William Gibson’s Miracle Worker was a Broadway hit in 1959 and became a film in 1962, which garnered Oscars for both Anne Bancroft and Patty Duke. While it hasn’t lost its ability to move the audience, the well-worn play is a bit clunky.

Director Robert Smyth has smartly tightened up this production, telescoping much of the early exposition and scenes concerning Anne’s personal history. Instead of three acts, we get a 90-minute intermissionless play that focuses on Helen’s first few turbulent weeks with Anne.

The production also gets help from Jeanne Reith’s period costumes, Deborah Gilmour Smyth’s evocative sound design, and Nathan Peirson’s mood-setting lighting.

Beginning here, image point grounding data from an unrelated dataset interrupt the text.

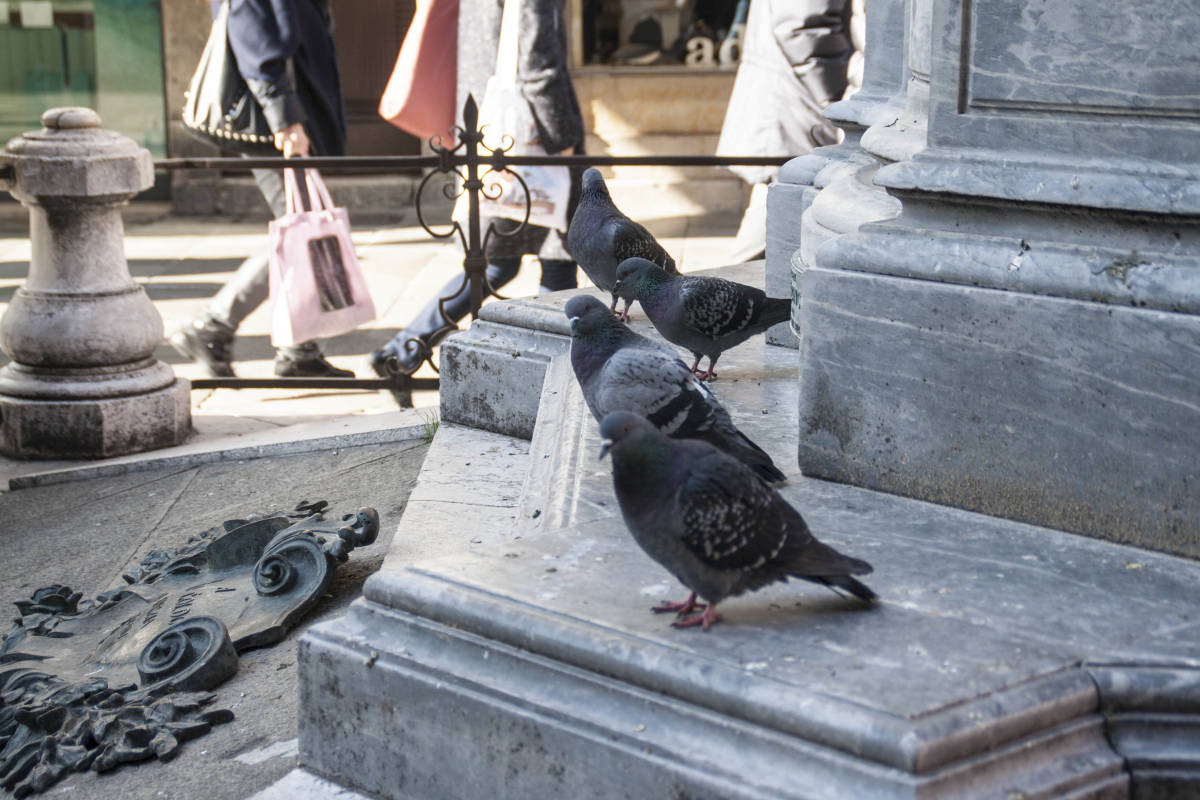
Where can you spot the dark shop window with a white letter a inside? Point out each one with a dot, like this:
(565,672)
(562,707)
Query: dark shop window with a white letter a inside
(697,34)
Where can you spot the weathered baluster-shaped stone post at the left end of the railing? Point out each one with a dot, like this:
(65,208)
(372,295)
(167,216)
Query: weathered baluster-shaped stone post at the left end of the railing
(83,382)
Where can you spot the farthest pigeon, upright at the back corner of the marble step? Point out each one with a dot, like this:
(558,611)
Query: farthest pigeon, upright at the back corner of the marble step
(601,238)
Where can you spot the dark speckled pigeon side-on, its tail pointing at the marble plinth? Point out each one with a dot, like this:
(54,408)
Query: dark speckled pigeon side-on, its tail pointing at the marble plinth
(707,316)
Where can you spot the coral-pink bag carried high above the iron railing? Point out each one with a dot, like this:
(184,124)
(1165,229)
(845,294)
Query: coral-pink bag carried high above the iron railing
(421,95)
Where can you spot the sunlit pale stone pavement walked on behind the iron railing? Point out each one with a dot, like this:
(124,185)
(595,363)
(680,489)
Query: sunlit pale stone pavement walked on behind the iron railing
(183,262)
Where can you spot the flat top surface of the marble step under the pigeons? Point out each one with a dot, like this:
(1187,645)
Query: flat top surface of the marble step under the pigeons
(981,603)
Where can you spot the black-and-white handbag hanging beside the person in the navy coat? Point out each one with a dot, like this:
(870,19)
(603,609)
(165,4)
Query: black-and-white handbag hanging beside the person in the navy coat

The family dynamics — particularly the father-son relationship between Captain Keller (a blustery Jason Heil) and Helen’s half-brother James (Charles Evans, Jr., brooding and sarcastic) — are rather crudely drawn, and secondary characters don’t provide much complexity.

Cynthia Gerber, as a warm and gently persuasive Mrs. Keller, serves as a suitable foil to her husband’s tough on the outside/soft on the inside character. And Yolanda Franklin gives a nice turn in the largely thankless role of the house servant.

But the play belongs to Kelsy Venter and Lucia Vecchio as teacher and student, respectively. Venter balances Anne’s self-doubt, compassion, and need for redemption with brashness and unwavering persistence. Vecchio gives a committed performance, creating stylized movements and physical tics as Helen’s only means of expression. And even in her kicking, slapping, moaning tantrums, Vecchio gives us glimpses of the keen intelligence waiting to be set free.

In one of the play’s highlights, Venter and Vecchio vie toe-to-toe in a battle of wills. Once the airborne spoons, spewing of eggs, and manhandling ends, the actors look about as ravaged as the dining-room set. Credit to fight choreographer Jordan Miller for the manic brawl.

Lamb’s may not work a miracle on Gibson’s creaky play, it’s worth revisiting based on the strength of its leads.